The separateness is not just external and spatial. We are divided inside and psychologically as well. The pace and pressures of our lives fill many with anxiety. The lives we are so good at filling up are not, in the end, fulfilling. We get high on the action and noise out there yet cannot find rest and silence in our own souls. Wall Street analysts routinely work 100-hour weeks yet, according to the CDC's National Occupational Mortality Surveillance, those who work in financial services commit suicide at a rate fifty percent higher than the national average. College students report that anxiety is the most prevalent mental health problem reported on campus; depression is number two. Lawyers, known for long hours and extreme work pressure, report depression at 3.6 times the rate of occupations generally. We earn vacation days we don't use and take work with us wherever we go.

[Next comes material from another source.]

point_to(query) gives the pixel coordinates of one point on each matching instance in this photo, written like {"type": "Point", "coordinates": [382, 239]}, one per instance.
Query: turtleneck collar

We are never out of touch, except perhaps with ourselves. Children are subjected to a choreographed schedule of self-improvement activities "essential" for getting into a good school and a successful career. In our striving for happiness and its trappings, for ourselves and our children, too many of us seem to end up only with the trappings.

"Sin is separation," the Christian theologian Paul Tillich wrote over fifty years ago. He warned us that in modern life we are too often separated from each other and from our true essence. The result, he said, is fear, anxiety, and meaninglessness in life.

In the world out there, many who shout at those who think or act differently view themselves as religious people. But is their anger and self-righteousness an example of religion at work? Others subscribe to a secular morality, but are they practicing the values of toleration and love which they claim do not need religion to foster them? In what religious or moral tradition is loathing and hatred at the sight and sound of those with whom we disagree a model of right conduct?

In the world inside us, our constant striving for more seems the hallmark of self-indulgence, not of an integrated and healthy personality. David Brooks, in his recent book, The Road to Character, calls our self-absorption the shift from the Little Me to the Big Me. Somewhere humility turned into hubris and the scales of our lives became unbalanced.

If separation is sin, integration with others and within ourselves is the solution, for which we bear individual and collective responsibility. It may be human nature to create dividing lines between ourselves and others, but it need not be human destiny. If Lincoln could proclaim "with malice toward none; with charity for all" at the end of the murderous Civil War, cannot we find love enough for each other to calm the fires of our uncivil fighting? If we are broken selves, cannot we reset the limbs of our lives?

We may not clearly see the way forward, but we can acknowledge that the path we are on is a detour from wholeness. We have greater material wealth, freedom of religion and expression, and safety from external threat than any other nation on earth. Yet rather than acknowledge this, using these gifts to build bridges with each other and within our fractured selves, we seem intent on shouting out our displeasure with each other and feeling resignation with the very lives we have created.

We have come to look for policies, programs, and politicians to fix what ails our society. We have come to think that the right job, the right salary, or the right medications will fix our personal struggles. Perhaps it is a revolution in our hearts, not in our politics or pocketbooks, that will end the sin of separation that is such a danger in our lives.